Clean Hands, Dirty Hands, or Not Involved
Respondent contends the bail should remain forfeited because Surety should have known Quintero was deportable and Ventura County did not act to increase the risk that he would be deported. Just how Surety should have known that Quintero was deportable is not demonstrated. Quintero presented a California driver's license, a social security card, and a resident alien registration card. While these may have been fraudulent documents, there has been no showing that Surety had any reasonable suspicion that Quintero was deportable when it posted the bailbond. If Surety should have known that Quintero was deportable then the Sheriff of Ventura County, who released Quintero on bond, also should be chargeable with knowledge that Quintero was illegally in the United States. We presume that law enforcement officials have greater access to immigration status than does a bondsman. We are convinced that neither Surety nor the sheriff can be faulted.
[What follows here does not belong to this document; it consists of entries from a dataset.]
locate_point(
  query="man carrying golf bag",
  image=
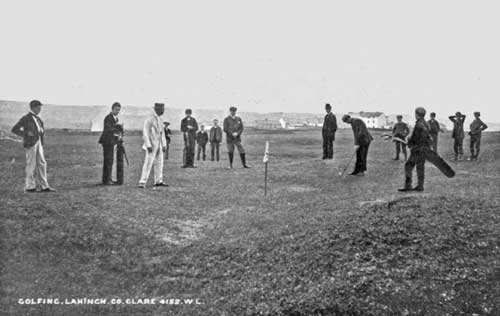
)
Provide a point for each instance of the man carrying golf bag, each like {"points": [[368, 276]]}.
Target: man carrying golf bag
{"points": [[420, 150]]}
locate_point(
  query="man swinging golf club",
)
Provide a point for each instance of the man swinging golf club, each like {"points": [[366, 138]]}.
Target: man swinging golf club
{"points": [[420, 143]]}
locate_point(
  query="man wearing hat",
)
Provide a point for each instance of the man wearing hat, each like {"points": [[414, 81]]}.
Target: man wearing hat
{"points": [[233, 127], [435, 128], [328, 132], [154, 145], [108, 140], [458, 135], [30, 128], [215, 139], [167, 133], [476, 128], [189, 126], [420, 146], [362, 140], [399, 132]]}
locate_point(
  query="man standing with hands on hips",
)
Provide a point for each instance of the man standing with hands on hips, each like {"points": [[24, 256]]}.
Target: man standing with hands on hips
{"points": [[155, 145], [30, 128], [233, 127]]}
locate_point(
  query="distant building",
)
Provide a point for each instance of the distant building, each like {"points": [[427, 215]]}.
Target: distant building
{"points": [[372, 119]]}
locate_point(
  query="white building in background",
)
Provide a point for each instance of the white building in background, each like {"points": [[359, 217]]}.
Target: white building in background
{"points": [[372, 119]]}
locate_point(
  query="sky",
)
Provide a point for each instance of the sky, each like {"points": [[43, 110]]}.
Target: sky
{"points": [[264, 56]]}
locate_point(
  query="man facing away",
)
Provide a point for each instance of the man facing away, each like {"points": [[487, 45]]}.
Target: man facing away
{"points": [[30, 128], [458, 135], [154, 145], [108, 140], [215, 139], [328, 132], [168, 133], [189, 126], [420, 147], [233, 127], [434, 129], [476, 128], [202, 140], [399, 132], [362, 140]]}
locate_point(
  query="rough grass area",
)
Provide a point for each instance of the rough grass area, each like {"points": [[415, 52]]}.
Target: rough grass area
{"points": [[318, 244]]}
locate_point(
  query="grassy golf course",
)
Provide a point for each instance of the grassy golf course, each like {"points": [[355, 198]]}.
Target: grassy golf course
{"points": [[317, 244]]}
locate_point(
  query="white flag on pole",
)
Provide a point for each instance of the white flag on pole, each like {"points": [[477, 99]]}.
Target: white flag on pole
{"points": [[266, 153]]}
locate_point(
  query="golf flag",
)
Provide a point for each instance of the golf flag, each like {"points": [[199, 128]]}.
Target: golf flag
{"points": [[266, 153]]}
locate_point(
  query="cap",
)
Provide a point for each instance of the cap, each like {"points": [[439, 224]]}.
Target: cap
{"points": [[420, 111], [346, 117], [35, 103]]}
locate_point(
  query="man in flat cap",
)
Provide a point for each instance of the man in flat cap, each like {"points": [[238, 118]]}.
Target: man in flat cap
{"points": [[435, 129], [399, 132], [233, 127], [215, 140], [328, 132], [476, 128], [108, 140], [458, 135], [154, 145], [362, 140], [30, 128], [202, 140], [189, 126]]}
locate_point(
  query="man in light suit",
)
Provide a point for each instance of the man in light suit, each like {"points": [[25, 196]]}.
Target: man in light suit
{"points": [[30, 128], [155, 145]]}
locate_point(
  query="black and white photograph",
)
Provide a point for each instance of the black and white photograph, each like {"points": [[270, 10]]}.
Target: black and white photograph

Both were duped into the good faith belief that Quintero was lawfully in the United States. While Quintero may have dirty hands, he is not a party to this action. Surety's and respondent's hands are clean.
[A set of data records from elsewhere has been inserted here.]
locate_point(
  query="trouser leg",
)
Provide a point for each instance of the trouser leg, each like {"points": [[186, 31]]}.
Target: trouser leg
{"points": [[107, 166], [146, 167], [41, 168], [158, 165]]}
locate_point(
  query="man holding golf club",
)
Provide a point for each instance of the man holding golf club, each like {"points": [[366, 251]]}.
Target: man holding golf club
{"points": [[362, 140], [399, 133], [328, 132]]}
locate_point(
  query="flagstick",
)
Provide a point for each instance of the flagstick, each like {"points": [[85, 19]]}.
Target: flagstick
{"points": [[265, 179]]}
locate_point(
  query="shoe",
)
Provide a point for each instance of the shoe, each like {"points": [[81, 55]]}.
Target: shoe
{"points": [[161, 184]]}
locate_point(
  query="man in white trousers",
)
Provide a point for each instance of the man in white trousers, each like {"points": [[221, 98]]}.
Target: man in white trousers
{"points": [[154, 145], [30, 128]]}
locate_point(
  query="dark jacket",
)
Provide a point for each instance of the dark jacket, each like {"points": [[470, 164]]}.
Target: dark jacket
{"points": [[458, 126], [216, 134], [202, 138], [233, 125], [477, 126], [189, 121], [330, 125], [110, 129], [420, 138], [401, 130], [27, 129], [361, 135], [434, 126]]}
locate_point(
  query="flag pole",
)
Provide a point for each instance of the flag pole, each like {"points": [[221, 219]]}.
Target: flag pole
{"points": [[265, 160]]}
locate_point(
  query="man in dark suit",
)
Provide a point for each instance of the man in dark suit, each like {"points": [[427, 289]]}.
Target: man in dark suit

Finally, we reject respondent's contention that the bond should remain forfeited because neither Ventura County nor the State of California participated in the deportation. Section 1305, subdivision (d) is not, by its own terms, limited to detention by California civil authorities. (People v. Hadley (1967) 64 Cal.Rptr. 777, 257 Cal.App.2d Supp. 871, 880-881.) Rather, it applies regardless of the jurisdiction in which the defendant is detained. (People v. Pugh, supra, 9 Cal.App.3d at p. 251, 88 Cal.Rptr. 110.)
The order denying appellant's motion to vacate forfeiture is reversed.
1. All undesignated statutory references are to the Penal Code.
2. As the court noted in People v. Pugh (1970) 9 Cal.App.3d 241, 248, 88 Cal.Rptr. 110, this statute creates an exception to the common law rule which required forfeiture if, “after the instrument is executed, the principal is imprisoned in another state for the violation of a criminal law of that state․” (Taylor v. Taintor (1872) 83 U.S. (S.C. 16 Wall. 366-377) 371, 21 L.Ed. 287, 290.)
3. 8 United States Code, section 1182, lists classes of aliens who are, “ineligible to receive visas and ineligible to be admitted to the United States.” (8 U.S.C.A. § 1182, subd. (a).) One such class of aliens is, “any alien convicted of ․ [¶] ․ [¶] (II) a violation of ․ any law or regulation of a State, the United States, or a foreign country relating to a controlled substance (as defined in section 802 of Title 21)․” (8 U.S.C.A. § 1182, subd. (a)(2)(A)(i)(II).)
GILBERT, P.J., and COFFEE, J., concur.